Cette praticienne conseille avant toute chose d’écouter son enfant, afin d'"établir ce qu’on appelle une "enveloppe contenante" pour l’enfant, c’est-à-dire "un lieu d’accueil psychique de ses affects et de sa parole".

Sa consœur Ariane Calvo préconise de jauger en amont le niveau de connaissance de l’affaire par votre enfant: "Posez-lui la question: de quoi vous avez parlé aujourd’hui à l’école, est-ce que quelque chose t’a marqué? Si la réponse est oui: est-ce que tu as vu des images, est-ce que je peux te raconter ce que je comprends de ce qui s’est passé?"

Dans l’idéal néanmoins, "s’il y a un conseil à donner, c’est de tout faire pour ne pas exposer les enfants à des images concrètes", "qu’ils ne peuvent pas mettre à distance et retraiter", insiste-t-elle.

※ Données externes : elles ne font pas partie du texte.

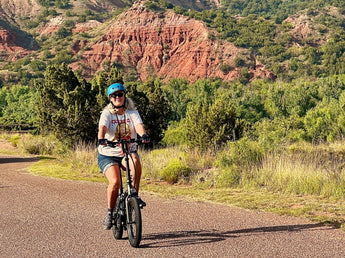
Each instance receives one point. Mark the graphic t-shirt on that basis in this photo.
(118, 126)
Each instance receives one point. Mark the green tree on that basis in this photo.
(209, 125)
(156, 111)
(17, 107)
(67, 105)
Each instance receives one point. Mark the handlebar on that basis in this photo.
(123, 141)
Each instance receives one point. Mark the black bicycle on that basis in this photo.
(127, 213)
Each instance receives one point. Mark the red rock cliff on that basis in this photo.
(169, 45)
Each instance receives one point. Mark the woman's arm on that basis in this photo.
(102, 131)
(140, 129)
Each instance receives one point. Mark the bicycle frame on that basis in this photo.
(127, 204)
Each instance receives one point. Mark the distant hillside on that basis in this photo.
(195, 39)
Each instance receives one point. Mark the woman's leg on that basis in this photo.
(113, 176)
(137, 174)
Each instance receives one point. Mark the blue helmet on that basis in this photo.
(115, 87)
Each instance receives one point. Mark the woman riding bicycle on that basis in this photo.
(119, 119)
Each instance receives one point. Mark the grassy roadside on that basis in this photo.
(81, 165)
(318, 209)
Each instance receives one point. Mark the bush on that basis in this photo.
(175, 171)
(242, 154)
(229, 177)
(40, 145)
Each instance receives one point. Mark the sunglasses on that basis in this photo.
(114, 95)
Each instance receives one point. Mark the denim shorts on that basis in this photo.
(105, 162)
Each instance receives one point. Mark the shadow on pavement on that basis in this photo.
(181, 238)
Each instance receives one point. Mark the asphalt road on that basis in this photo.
(44, 217)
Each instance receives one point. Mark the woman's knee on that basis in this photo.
(113, 176)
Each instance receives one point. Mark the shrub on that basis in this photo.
(175, 171)
(40, 145)
(229, 177)
(243, 153)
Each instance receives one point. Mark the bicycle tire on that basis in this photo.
(134, 225)
(118, 226)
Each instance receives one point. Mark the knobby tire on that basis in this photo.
(118, 226)
(134, 227)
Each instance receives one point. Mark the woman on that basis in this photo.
(119, 119)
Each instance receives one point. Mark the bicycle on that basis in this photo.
(127, 212)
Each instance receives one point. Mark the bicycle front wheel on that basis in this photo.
(134, 225)
(118, 226)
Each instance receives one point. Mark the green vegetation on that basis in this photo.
(281, 140)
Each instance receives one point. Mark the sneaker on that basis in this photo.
(107, 222)
(141, 203)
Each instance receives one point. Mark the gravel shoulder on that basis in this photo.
(43, 217)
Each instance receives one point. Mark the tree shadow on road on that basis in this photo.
(181, 238)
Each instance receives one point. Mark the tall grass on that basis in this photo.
(302, 169)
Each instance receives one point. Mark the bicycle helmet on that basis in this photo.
(115, 87)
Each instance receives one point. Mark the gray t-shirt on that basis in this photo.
(125, 124)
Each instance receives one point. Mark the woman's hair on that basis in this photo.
(128, 105)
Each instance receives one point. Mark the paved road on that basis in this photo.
(44, 217)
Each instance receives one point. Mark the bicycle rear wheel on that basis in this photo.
(118, 226)
(134, 225)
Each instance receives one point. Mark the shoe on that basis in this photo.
(141, 203)
(107, 222)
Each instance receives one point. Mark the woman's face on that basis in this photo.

• Pour les plus jeunes, formuler simplement et rassurer

Aux plus jeunes, Ariane Calvo conseille d'expliquer à ceux qui ont entendu parler de l'attaque d'expliquer qu'"un monsieur, qui était probablement très fou, parce qu’il a vécu des choses très difficiles, a tué des enfants probablement sans se rendre compte de ce qu’il faisait, et qu’il va être enfermé et soigné".

"Ce qui est important c’est de ne pas rien dire, en adaptant le vocabulaire à l’âge de nos enfants" afin de l’aider à "anticiper psychiquement un certain nombre de choses", estime Hélène Romano, psychothérapeuthe spécialiste de la prise en charge d’évènements traumatiques, interrogée sur RMC.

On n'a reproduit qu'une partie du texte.